After all, it’s every man for himself, these days.
But, you may ask, if things are so bleak, what about a contemporary revolution? I think I covered this point in a previous commentary. Bottom line is, don’t expect one while NFL Prime Ticket is on Sunday afternoon. A revolution would require a visionary leader, committed to the cause, and a sufficiently dedicated core of followers numerous enough to make a difference and willing to pay the requisite cost in blood. Not when the game’s on, I can tell you.
So, the naïve, gullible, and eternally optimistic patiently wait for the man on the white horse. They recount Reaganesque tales of glory of the giddy 1980s when the shining city on the hill was a tangible entity, with definable features. They wax nostalgic for a time when wages were high, taxes were low, and conservatism was the standard bearer for individual human dignity and defined by opportunity for all – big and small alike. They revel in the memory of a leader who not only loved the country, but valued it, and realized a strong nation was an absolute moral imperative in a world consumed by darkness and evil. Contrast that with the globalist paradigm in Washington today.
But don’t expect that conservative leader to appear. If the man on a white horse does come riding over the seven hills to the rescue, he is more likely to be Napoleon Bonaparte than Ronald Reagan. More Judas Iscariot than Pontius Pilate. And we’ll probably be so fed up by that time, that we’ll be willing to make a deal with the devil if it comes to that.

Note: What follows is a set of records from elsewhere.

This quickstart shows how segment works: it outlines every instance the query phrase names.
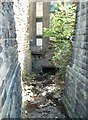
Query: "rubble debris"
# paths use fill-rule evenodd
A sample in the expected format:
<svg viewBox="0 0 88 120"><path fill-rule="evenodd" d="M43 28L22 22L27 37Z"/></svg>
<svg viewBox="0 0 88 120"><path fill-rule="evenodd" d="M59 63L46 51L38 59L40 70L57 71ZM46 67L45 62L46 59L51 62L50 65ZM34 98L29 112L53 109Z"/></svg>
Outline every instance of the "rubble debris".
<svg viewBox="0 0 88 120"><path fill-rule="evenodd" d="M40 74L27 82L22 90L22 118L67 118L62 105L63 81L55 75Z"/></svg>

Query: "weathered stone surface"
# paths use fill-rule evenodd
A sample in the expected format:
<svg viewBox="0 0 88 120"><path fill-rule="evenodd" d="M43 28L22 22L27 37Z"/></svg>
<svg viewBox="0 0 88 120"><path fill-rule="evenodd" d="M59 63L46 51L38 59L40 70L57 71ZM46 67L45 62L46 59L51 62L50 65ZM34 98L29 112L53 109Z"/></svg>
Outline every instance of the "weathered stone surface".
<svg viewBox="0 0 88 120"><path fill-rule="evenodd" d="M79 2L71 65L67 67L64 103L71 118L88 118L88 1Z"/></svg>

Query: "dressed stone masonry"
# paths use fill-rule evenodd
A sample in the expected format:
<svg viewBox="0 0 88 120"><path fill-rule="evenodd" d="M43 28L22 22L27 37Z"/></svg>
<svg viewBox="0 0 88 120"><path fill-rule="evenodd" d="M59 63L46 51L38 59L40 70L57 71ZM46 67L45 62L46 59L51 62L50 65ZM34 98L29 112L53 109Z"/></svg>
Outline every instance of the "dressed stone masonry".
<svg viewBox="0 0 88 120"><path fill-rule="evenodd" d="M78 3L74 33L64 103L70 117L88 118L88 1Z"/></svg>
<svg viewBox="0 0 88 120"><path fill-rule="evenodd" d="M29 0L0 0L0 119L21 115L21 70L29 67L28 5Z"/></svg>

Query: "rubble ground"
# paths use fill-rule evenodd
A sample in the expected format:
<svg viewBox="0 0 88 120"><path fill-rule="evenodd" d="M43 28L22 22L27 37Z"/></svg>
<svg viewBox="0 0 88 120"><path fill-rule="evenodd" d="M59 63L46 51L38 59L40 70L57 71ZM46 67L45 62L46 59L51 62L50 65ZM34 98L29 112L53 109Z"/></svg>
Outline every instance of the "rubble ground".
<svg viewBox="0 0 88 120"><path fill-rule="evenodd" d="M62 103L64 81L58 75L26 77L22 88L22 118L68 118Z"/></svg>

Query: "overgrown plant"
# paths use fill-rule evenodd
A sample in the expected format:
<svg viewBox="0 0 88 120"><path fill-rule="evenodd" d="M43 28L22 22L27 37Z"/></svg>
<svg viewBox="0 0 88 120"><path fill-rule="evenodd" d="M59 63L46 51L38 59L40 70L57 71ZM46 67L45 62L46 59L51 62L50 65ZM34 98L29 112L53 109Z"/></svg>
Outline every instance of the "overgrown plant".
<svg viewBox="0 0 88 120"><path fill-rule="evenodd" d="M49 28L44 28L44 36L50 38L49 48L54 49L50 62L59 67L59 75L64 78L71 53L76 7L65 2L58 2L56 7L50 15Z"/></svg>

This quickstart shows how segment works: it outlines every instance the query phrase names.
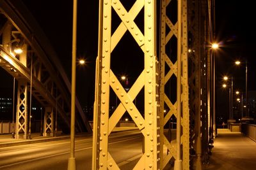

It’s what we’re used to, after all. And it’s what we deserve.
As a postscript, I could not help but inquire about the Medal of Honor recommendation for Lance Cpl. Donald Hogan, USMC. According to the few remaining contacts I have at Camp Pendleton, Cpl. Hogan was not recommended for the Medal of Honor as of Labor Day 2009. He still has not.
- “And I looked, and behold, a white horse. He who sat on it had a bow; a crown was given to him, and he went out conquering and to conquer.” – Revelation 6:2.